In the case series by Delobeau et al., 3 of the 4 patients were able to continue on the anti-TNF, while 1 patient required a switch to ustekinumab [14]. One of the 2 patients in our series had to be switched to another agent due to poorly controlled HS despite multiple therapeutic agents. This is only the second case in which we are aware of the development of HS associated with psoriasis [14]. Our series and the series by Delobeau et al. are unique in that the patients developed HS while already on adalimumab rather than being started as a potential treatment for HS.
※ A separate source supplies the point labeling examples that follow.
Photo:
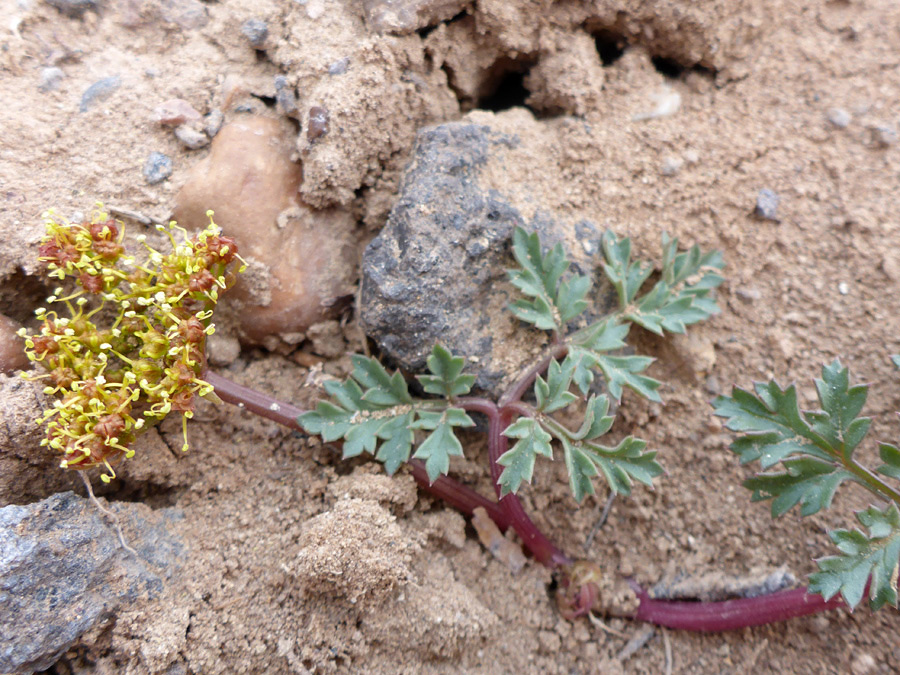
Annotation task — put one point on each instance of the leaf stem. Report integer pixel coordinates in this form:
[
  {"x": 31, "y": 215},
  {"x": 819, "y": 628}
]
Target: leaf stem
[
  {"x": 520, "y": 386},
  {"x": 508, "y": 512},
  {"x": 711, "y": 617},
  {"x": 870, "y": 480},
  {"x": 254, "y": 401},
  {"x": 534, "y": 540}
]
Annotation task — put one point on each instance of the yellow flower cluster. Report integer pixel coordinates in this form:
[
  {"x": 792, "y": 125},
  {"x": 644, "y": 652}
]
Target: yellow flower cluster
[{"x": 112, "y": 382}]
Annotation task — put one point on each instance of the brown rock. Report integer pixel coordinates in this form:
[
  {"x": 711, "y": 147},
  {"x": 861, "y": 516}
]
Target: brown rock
[
  {"x": 175, "y": 112},
  {"x": 300, "y": 260}
]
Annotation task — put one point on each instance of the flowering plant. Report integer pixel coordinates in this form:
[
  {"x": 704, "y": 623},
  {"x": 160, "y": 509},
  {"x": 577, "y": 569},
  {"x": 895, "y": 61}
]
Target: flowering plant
[{"x": 126, "y": 346}]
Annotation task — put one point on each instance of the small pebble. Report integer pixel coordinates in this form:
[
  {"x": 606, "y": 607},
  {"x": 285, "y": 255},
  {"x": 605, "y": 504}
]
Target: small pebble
[
  {"x": 318, "y": 123},
  {"x": 750, "y": 294},
  {"x": 339, "y": 67},
  {"x": 73, "y": 8},
  {"x": 862, "y": 664},
  {"x": 175, "y": 112},
  {"x": 284, "y": 95},
  {"x": 838, "y": 117},
  {"x": 256, "y": 31},
  {"x": 671, "y": 165},
  {"x": 767, "y": 204},
  {"x": 157, "y": 168},
  {"x": 213, "y": 122},
  {"x": 884, "y": 136},
  {"x": 50, "y": 78},
  {"x": 190, "y": 137},
  {"x": 98, "y": 91}
]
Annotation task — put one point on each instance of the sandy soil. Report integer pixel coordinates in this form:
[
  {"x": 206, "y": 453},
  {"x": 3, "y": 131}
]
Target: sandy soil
[{"x": 300, "y": 563}]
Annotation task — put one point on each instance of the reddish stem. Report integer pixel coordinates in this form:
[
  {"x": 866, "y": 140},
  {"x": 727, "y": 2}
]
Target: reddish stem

Increased concentrations of TNF-α has been seen in the serum of patients with HS [17] and in HS skin [18]. Adalimumab treatment has been shown to cause a large reduction in the number of CD11c+ dendritic cells which are involved in HS pathophysiology [18]. Abundant expression of IL-12 and IL-23 was seen in the lesional skin of patients with HS [19]. IL-23 has an important role in Th17 development, and Th17 cells were seen to infiltrate the lesional skin in a study of HS patients [19].
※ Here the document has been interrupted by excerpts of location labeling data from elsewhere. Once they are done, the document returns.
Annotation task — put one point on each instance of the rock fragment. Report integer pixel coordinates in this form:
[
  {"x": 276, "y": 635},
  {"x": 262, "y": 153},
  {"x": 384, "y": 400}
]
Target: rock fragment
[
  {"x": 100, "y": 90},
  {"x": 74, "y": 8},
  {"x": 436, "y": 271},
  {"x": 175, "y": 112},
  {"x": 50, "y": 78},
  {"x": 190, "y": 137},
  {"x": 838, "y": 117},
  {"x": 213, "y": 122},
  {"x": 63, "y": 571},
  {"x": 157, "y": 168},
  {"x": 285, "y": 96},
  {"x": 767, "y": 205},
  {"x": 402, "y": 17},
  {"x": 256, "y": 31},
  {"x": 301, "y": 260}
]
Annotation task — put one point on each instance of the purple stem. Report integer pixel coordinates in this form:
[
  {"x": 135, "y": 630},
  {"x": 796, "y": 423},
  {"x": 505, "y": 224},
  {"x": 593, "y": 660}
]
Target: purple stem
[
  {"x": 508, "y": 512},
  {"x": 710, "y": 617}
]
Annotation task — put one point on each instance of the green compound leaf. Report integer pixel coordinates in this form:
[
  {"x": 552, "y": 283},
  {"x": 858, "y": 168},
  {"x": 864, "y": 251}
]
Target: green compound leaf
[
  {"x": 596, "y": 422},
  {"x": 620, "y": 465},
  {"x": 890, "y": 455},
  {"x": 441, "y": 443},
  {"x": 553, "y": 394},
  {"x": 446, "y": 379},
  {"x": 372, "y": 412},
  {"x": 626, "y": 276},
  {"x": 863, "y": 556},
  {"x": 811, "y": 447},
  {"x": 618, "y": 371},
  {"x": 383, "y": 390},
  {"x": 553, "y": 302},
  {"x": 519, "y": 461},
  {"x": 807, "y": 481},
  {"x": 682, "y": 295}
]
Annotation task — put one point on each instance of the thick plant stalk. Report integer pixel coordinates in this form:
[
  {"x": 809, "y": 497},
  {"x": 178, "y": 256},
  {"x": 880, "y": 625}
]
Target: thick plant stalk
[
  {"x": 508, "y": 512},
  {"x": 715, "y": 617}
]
The cytokine profiles of HS, psoriasis and anti-TNF induced psoriasiform lesions as noted above are very similar. This opens the possibility that like psoriasis, HS is a rare skin lesion that can develop while on anti-TNF therapy and is perhaps due to a cytokine dysregulation as has been seen with TNF antagonists and psoriasiform skin lesions. Ustekinumab is an anti-IL-12/IL-23 antibody, which has been used for anti-TNF-induced psoriasiform skin lesions [9] and has shown some benefit in CD [20]. This opens the way for a possible use of Ustekinumab to treat both CD and HS.
In conclusion, HS should be considered as a potential rare paradoxical side effect of anti-TNF therapy.
Statement of Ethics
The authors have no ethical conflicts to disclose.
Disclosure Statement
There are no conflicts of interest for either author.